Now, however, the piano has been replaced by a bag of clubs. The same stern demands remain however, and the price that will be paid sooner rather than later by many of these children is too high. Failure to make it in the golf arena may not just be seen as the end of a personal dream, but as a failure to live up to parents’ expectations in a society where responsibility to the family is paramount.

Their guilt at failing to make the grade in a game where only a handful ever make it as a success is often a sad, short and bitter step to a life of depression and worse.

The spectacular success of Koreans such as Y.E Yang and 17-year-old Byeong-Hun An in winning the PGA and the US Amateur titles respectively in 2009 deserves sustained applause. The unwanted spin-off from these triumphs, however, is likely to be more demands from parents who believe their kid could be next in line for big-money rewards.

“The Asian work ethic is important to remember,” the great coach David Leadbetter tells me. “Asians, and the Koreans in particular, have really taken to golf. They go at golf like a business and it suits their temperament, their mind-set and, of course, that work ethic. It happened first with the girls because they mature physically and mentally quicker.

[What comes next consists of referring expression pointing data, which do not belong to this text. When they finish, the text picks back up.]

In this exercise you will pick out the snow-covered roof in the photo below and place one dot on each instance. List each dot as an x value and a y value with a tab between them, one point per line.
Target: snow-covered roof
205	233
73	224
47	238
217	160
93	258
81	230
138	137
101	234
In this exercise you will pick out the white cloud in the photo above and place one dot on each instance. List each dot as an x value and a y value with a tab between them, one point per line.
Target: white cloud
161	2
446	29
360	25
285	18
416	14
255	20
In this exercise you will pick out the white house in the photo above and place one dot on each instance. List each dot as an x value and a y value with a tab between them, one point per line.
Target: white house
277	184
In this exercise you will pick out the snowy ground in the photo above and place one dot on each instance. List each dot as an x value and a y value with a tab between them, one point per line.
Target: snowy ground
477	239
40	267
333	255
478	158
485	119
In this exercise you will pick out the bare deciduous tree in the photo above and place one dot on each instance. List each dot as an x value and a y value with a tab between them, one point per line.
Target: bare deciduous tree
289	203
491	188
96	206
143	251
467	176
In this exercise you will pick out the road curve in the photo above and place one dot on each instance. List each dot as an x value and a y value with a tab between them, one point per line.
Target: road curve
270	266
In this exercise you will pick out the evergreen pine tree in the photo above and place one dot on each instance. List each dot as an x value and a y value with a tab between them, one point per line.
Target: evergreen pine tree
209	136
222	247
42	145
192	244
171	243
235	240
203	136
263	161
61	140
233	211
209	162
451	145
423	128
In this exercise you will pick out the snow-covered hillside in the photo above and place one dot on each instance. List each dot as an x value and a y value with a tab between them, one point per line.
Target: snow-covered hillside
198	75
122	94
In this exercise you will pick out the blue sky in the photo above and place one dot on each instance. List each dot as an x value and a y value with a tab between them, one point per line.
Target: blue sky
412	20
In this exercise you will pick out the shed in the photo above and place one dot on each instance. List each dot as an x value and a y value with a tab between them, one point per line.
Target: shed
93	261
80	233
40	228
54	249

“I have two academies in Korea and two in China and those places are full with youngsters hitting golf balls. They work maybe eight to ten hours a day. In that sense golf has become like tennis has been for years. Parents invest everything into these kids and in return the kids try to give everything back. The downside to this is that most will fail and that there will also be burn-out. It does concern me.

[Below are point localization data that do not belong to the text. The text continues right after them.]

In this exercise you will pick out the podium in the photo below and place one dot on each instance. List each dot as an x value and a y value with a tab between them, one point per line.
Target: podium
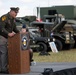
18	54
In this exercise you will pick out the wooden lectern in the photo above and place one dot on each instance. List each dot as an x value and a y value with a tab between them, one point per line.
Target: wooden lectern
18	54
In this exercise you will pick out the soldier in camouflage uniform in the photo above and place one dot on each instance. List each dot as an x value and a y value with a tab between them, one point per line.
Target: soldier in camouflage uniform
7	29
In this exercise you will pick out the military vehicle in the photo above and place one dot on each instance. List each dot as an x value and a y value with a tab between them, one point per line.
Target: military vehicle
70	26
37	42
63	37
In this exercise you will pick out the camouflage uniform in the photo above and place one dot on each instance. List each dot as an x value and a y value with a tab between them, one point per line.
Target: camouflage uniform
7	25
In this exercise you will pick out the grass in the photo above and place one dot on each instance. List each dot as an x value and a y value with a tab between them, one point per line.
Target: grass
61	56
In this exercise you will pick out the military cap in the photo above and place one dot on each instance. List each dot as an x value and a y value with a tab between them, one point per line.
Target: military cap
24	26
16	9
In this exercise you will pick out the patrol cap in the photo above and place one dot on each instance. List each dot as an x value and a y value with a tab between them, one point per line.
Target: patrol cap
16	9
24	26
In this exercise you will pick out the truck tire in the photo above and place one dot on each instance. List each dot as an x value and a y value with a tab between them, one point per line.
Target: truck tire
42	48
58	45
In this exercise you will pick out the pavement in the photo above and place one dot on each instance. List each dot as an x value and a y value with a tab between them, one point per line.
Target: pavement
38	68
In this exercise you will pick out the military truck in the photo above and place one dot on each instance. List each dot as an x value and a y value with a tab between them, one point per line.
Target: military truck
63	38
37	42
70	26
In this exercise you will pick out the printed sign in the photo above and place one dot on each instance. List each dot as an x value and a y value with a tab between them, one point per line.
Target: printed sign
24	42
53	47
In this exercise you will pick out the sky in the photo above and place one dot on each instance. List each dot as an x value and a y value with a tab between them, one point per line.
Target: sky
28	7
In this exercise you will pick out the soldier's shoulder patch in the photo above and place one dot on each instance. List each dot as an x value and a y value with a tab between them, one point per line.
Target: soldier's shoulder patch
3	18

“So there are problems, yes, but it is a different culture. Look, go to California right now and look at any junior tournament and I promise you that you will find that three-quarters of the players in these events are Asians. Not long ago these families believed that becoming a classical pianist was the route to success, but now it’s golf. There are more than 3,000 scratch girl golfers in Korea at this time. Can you believe that?”

Well, can you? What I can, sadly, believe is that many of these girls have reached this high plateau of achievement rather joylessly. I see this, or suspect I do, in the rather weary eyes of some of the Asian female champions who strut their stuff on the American circuit. Pro golf at this level is a demanding job, of course, but the lack of any apparent happiness shining out of these girls even when they are doing well is sometimes disturbing.

Success at any sport always has demanded long, hard hours of practice and dedication, but it is becoming increasingly evident that too many Asian families are asking too much of their children. It is a different culture from ours, but this does not mean that our approach to what is right and wrong is not occasionally correct.

I look forward to continuing success by Asian golfers and Koreans in particular, but I hope that whatever the Far East equivalent to the NSPCC may be, it is keeping at least half an eye on things.